Peter: Do you see any potential new medical, technological or other type of game changers out there that might be able to eradicate a disease or solve a problem that’s been vexing the world and Rotary?
John: In the case of polio, we already have the necessary tools at our disposal. It’s the question of mobilization and will, and Rotary has answered this question for three decades through the power of our volunteer network.
In the future, our success will be defined by our ability to fuse the best of new technology with our unique human network.
Ultimately, there is no replacement for the power of our member’s compassion because science alone would not have brought us to the cusp of eliminating polio.
Technology and human commitment must work hand in glove. We use smartphones to bring people to health camps, but no smartphone can convince a fearful parent that they should accept the polio vaccine for their child.
No computer can build trust like a Rotary member who makes a commitment and keeps their word. Because innovation without a cause will not serve those in need.

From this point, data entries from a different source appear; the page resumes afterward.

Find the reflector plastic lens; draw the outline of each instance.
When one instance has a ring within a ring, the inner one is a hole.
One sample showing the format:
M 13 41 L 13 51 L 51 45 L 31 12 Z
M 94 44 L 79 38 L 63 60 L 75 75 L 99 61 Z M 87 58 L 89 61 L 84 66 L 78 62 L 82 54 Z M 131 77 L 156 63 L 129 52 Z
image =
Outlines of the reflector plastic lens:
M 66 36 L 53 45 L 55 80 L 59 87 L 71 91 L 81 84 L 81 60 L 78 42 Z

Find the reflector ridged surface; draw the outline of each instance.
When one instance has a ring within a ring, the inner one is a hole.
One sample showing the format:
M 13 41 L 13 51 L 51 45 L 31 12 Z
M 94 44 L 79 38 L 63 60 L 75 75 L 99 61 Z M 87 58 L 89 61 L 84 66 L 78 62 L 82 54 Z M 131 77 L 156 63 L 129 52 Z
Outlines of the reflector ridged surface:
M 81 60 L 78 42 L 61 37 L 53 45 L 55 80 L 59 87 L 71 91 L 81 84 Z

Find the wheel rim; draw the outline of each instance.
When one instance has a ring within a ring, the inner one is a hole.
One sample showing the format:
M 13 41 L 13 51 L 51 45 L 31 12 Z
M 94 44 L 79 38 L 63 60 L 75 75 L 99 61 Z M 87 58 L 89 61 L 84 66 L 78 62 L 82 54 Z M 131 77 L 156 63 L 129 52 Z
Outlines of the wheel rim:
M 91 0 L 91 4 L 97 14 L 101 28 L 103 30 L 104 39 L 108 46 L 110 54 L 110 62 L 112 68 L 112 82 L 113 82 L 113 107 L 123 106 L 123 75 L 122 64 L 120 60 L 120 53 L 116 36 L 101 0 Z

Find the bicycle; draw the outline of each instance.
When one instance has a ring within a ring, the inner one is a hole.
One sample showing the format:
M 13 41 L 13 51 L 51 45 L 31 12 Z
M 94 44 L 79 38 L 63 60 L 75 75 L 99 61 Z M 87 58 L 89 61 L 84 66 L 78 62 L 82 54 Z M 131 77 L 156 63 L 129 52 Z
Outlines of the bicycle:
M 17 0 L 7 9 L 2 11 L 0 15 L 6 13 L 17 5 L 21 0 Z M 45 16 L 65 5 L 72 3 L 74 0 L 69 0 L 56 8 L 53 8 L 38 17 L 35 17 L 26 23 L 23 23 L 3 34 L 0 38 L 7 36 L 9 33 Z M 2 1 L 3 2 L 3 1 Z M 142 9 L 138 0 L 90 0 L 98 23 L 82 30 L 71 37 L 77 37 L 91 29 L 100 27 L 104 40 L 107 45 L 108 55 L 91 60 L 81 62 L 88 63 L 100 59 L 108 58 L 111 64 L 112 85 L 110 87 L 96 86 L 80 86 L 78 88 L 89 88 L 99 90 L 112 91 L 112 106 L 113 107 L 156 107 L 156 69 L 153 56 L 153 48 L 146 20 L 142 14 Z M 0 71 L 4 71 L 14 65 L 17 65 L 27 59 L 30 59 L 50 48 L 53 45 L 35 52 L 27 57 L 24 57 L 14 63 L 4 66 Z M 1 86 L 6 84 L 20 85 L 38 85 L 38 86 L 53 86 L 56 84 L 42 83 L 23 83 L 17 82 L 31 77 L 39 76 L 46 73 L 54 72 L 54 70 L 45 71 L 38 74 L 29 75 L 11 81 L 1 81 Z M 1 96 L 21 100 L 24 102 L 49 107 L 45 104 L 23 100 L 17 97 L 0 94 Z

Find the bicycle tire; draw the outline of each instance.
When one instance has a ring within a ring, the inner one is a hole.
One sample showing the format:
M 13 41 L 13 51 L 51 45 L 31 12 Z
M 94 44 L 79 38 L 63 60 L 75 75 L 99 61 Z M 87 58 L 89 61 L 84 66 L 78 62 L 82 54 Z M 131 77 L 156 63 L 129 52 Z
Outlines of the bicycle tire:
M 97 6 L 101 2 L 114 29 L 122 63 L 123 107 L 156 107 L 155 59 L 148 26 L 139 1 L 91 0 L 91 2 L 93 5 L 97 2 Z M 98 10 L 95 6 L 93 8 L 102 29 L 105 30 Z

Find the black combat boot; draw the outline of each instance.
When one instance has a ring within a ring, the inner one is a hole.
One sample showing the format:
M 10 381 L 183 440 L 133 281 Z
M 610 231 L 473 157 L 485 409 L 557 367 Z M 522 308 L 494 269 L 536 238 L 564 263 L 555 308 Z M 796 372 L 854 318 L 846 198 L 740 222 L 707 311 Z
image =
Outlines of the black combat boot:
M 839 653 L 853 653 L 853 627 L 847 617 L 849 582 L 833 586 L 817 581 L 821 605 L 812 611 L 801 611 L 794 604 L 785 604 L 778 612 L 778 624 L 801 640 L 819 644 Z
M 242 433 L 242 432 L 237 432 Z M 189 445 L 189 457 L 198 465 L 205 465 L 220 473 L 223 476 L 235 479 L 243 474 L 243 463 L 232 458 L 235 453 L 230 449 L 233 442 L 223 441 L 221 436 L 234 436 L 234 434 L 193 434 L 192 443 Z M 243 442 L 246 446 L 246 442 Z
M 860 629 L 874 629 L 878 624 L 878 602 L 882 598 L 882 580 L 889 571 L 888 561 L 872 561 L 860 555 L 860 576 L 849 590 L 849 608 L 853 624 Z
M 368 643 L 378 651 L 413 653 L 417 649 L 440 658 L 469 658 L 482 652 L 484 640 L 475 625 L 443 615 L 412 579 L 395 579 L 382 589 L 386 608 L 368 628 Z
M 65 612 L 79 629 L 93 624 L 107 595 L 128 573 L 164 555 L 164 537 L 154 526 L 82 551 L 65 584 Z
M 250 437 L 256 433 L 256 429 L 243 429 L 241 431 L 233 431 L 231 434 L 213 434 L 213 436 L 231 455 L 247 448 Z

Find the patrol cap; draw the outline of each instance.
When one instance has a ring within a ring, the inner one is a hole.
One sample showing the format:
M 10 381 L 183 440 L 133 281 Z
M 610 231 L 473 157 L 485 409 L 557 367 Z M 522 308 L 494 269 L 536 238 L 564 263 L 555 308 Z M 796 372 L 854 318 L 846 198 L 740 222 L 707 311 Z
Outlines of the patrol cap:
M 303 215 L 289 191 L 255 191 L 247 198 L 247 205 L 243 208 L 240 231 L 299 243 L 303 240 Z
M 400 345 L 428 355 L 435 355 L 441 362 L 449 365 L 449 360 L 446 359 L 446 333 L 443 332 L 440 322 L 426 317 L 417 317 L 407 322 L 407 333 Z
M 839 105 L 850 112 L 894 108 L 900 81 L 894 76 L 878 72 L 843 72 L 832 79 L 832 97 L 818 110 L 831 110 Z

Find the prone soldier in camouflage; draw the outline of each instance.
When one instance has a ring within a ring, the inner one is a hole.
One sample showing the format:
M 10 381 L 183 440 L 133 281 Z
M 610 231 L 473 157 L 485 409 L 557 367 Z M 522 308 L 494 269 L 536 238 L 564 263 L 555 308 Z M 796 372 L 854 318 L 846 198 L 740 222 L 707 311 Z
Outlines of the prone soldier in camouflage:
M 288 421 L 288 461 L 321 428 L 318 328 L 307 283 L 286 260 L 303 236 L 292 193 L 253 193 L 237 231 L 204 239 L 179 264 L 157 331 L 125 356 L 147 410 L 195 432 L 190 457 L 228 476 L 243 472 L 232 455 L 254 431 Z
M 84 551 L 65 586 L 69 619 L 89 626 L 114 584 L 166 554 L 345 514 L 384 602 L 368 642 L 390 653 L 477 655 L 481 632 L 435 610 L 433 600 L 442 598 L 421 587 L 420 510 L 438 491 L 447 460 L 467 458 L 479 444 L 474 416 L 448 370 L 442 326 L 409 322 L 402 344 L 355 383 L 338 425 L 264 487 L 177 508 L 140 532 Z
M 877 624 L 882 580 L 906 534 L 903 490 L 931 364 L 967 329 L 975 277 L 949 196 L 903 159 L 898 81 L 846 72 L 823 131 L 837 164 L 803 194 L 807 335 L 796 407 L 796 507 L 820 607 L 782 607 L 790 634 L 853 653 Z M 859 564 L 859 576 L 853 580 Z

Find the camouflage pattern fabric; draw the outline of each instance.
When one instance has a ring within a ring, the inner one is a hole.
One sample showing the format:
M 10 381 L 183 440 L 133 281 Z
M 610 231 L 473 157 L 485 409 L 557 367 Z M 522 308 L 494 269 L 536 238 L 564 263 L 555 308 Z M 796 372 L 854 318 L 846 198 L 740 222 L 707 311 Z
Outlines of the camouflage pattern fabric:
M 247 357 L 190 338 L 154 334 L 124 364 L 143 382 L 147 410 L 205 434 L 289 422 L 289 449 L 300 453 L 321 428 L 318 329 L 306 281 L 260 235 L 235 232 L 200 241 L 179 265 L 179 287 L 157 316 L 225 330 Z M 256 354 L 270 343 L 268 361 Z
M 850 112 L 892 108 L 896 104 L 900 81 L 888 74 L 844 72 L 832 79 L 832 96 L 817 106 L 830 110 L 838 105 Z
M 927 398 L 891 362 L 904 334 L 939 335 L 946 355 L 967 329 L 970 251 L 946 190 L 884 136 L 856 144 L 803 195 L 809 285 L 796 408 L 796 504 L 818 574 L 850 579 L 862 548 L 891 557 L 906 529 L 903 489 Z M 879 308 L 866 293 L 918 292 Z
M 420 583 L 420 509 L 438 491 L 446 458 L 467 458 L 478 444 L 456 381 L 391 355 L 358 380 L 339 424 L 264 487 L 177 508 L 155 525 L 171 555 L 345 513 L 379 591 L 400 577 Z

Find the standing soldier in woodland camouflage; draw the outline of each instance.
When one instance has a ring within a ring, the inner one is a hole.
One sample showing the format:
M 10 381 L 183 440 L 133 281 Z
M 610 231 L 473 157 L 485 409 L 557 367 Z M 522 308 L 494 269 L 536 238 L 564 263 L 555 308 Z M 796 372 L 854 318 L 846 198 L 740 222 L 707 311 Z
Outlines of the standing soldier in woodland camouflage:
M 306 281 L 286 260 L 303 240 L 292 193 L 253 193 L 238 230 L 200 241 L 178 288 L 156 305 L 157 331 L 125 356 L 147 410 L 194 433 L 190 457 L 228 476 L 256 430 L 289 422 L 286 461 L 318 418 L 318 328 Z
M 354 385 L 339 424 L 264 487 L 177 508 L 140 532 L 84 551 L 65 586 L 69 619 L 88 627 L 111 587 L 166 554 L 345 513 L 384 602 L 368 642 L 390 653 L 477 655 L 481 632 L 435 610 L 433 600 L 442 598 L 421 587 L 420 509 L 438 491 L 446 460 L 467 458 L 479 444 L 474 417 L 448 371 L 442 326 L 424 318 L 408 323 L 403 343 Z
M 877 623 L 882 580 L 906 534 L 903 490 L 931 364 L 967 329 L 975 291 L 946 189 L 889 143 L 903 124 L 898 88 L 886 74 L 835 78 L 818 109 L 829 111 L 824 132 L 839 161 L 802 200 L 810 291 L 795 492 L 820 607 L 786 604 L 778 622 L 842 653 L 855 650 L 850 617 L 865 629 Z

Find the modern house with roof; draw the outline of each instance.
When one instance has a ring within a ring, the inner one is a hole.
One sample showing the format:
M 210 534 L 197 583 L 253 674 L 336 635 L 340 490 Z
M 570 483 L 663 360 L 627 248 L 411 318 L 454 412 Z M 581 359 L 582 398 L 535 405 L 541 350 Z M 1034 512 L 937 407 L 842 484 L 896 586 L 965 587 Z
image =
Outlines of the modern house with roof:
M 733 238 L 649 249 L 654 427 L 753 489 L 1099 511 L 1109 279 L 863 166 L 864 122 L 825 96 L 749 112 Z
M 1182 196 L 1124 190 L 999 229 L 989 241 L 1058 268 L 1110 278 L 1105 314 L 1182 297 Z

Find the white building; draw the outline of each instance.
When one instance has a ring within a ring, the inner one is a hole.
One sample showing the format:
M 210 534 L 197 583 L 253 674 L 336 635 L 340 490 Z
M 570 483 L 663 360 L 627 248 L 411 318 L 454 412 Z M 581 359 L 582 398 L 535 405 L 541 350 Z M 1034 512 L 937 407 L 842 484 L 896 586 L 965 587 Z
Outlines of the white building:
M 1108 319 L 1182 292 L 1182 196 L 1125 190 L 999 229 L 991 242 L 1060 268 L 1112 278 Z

And a clear cause without innovation will also fall short.
Peter: What other person or organization do you see doing a great job in the philanthropic and charitable field?
John: The Bill & Melinda Gates Foundation is doing a great job at fighting inequality and empowering people in every corner of the globe through education and economic opportunity amongst other things. The Bill & Melinda Gates Foundation is also our partner in the fight against polio. In fact, they triple any polio donation made to Rotary.
Peter: How have you challenged yourself in your personal life and which is something our audience might not know?
John: I am an avid cyclist. This past November, I challenged myself by participating in a 106-mile bike ride in Arizona after having hip replacement surgery last April. Though this was my fifth time joining the ride, it was the first time I’d ever attempted this trek after surgery. My wife, several Rotary members and Rotary International staff joined me on this ride and we raised over $11 million for polio eradication. It was a daunting task, especially with my artificial hip, but I finished the ride and I’ve never felt better!